There are other routes into South Africa and its neighbors: from chaotic, war-torn Angola by air or overland; through poor, easily accessible Mozambique, where officials are easily bribed; via Malawi, which as yet has no drug interdiction capabilities; through Botswana or Namibia, with their ample land-crossing points; or by road or foot from tiny Lesotho and Swaziland.
It is clear to the authorities in South Africa and Zambia, the two countries in the region with the most advanced drug-trade surveillance capabilities, and to the US, with its worldwide oversight, that southern Africa has become one of the key global transshipment points.
Limited detection and ease of access to Europe has made southern Africa a drug crossroads, with heroin flowing west and cocaine east.
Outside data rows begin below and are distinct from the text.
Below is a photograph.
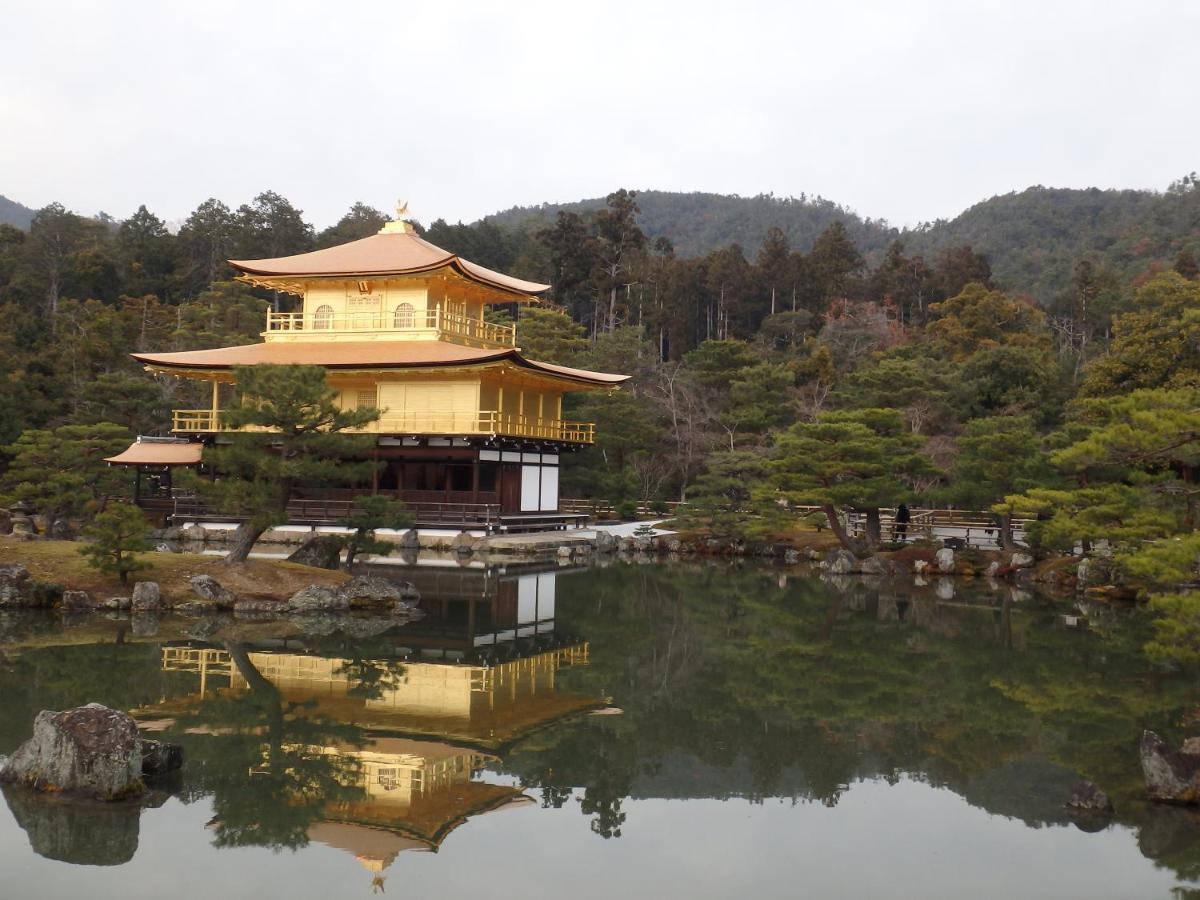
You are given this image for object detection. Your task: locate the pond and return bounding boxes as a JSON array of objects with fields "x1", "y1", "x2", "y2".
[{"x1": 1, "y1": 561, "x2": 1198, "y2": 899}]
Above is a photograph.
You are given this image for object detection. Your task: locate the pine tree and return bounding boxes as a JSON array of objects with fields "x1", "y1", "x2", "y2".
[
  {"x1": 79, "y1": 503, "x2": 151, "y2": 585},
  {"x1": 771, "y1": 408, "x2": 933, "y2": 553},
  {"x1": 190, "y1": 365, "x2": 381, "y2": 564},
  {"x1": 341, "y1": 496, "x2": 413, "y2": 570}
]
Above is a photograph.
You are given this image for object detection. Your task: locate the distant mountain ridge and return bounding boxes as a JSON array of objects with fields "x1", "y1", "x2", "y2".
[
  {"x1": 482, "y1": 181, "x2": 1200, "y2": 308},
  {"x1": 483, "y1": 189, "x2": 899, "y2": 259},
  {"x1": 0, "y1": 195, "x2": 35, "y2": 229},
  {"x1": 6, "y1": 175, "x2": 1198, "y2": 308}
]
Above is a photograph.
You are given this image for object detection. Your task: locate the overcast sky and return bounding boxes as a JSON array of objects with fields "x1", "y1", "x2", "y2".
[{"x1": 3, "y1": 0, "x2": 1197, "y2": 230}]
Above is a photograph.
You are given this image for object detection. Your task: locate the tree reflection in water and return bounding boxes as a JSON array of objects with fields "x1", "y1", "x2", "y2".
[
  {"x1": 1, "y1": 562, "x2": 1199, "y2": 889},
  {"x1": 175, "y1": 641, "x2": 375, "y2": 850}
]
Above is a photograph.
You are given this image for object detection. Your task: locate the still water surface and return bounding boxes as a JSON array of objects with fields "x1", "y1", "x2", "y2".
[{"x1": 1, "y1": 561, "x2": 1198, "y2": 899}]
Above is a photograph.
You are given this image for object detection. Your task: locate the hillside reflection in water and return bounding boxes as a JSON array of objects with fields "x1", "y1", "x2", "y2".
[{"x1": 1, "y1": 560, "x2": 1198, "y2": 899}]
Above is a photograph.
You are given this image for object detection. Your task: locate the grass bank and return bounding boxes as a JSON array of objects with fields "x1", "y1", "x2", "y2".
[{"x1": 0, "y1": 538, "x2": 346, "y2": 604}]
The Nigerians also purchase locally-grown hashish and Colombian-grown hashish and ship them to Europe and then the US.
A conference with maps
At an international conference in South Africa last month sponsored by the World Peace Foundation of Cambridge, Mass., American-produced maps were unveiled showing the routes used by the Nigerians to hustle cocaine from Colombia via Brazil to South Africa or Nigeria en route to Europe. Another map shows heroin-smuggling routes from Burma and Thailand to Nigeria and South Africa, and onward to the US.
The hashish maps showed smuggling routes from South Africa, Kenya, Nigeria, and Ghana to Europe. Another map showed the way in which Nigerian smugglers were using Portuguese-speaking countries as transiting points: Brazil, Angola, Mozambique, Guinea-Bissau, Cape Verde, and even Portugal itself.
A chart prepared by the Royal Thai Police listed the number of Nigerians arrested and the kilograms of heroin seized from Nigerian smugglers since 1988. The chart showed steady increases from 4 to a high of 700 couriers and smugglers.
US for regional strategy
The serious drugs trade is established in southern Africa as one part of a much larger global problem. There is an indigenous market that is growing, but much larger amounts pass through the region, especially South Africa, heading north.
The US Drug Enforcement Administration, which now watches Africa from Cairo, will shortly open a regional office in Johannesburg. The State Department's Bureau of International and Law Enforcement Affairs has recently renewed its attention to the region. It seeks to foster regional strategies that cut across traditional lines of sovereignty.
At the recent conference in Johannesburg, Zambian officials persuaded their Malawian counterparts to help throw up regional barriers against drug smuggling by Nigerians and others. The Zambians and South Africans have long worked together against the common foe; the Zimbabweans and South Africans have also helped each other along their common borders.
What is needed, as a part of the global effort against drugs, is a southern African cooperative compact, training for inexperienced police, customs, and immigration officials, and new funds to counter the lavish spending of Nigerian and other drug operatives. The US, through both its international and antidrug agencies, needs to finance and provide abundant technical assistance for these efforts. Helping the southern Africans directly helps the American war on the drug trade.
*Robert I. Rotberg is president of the World Peace Foundation and coordinator of the Southern African program of the Harvard Institute for International Development.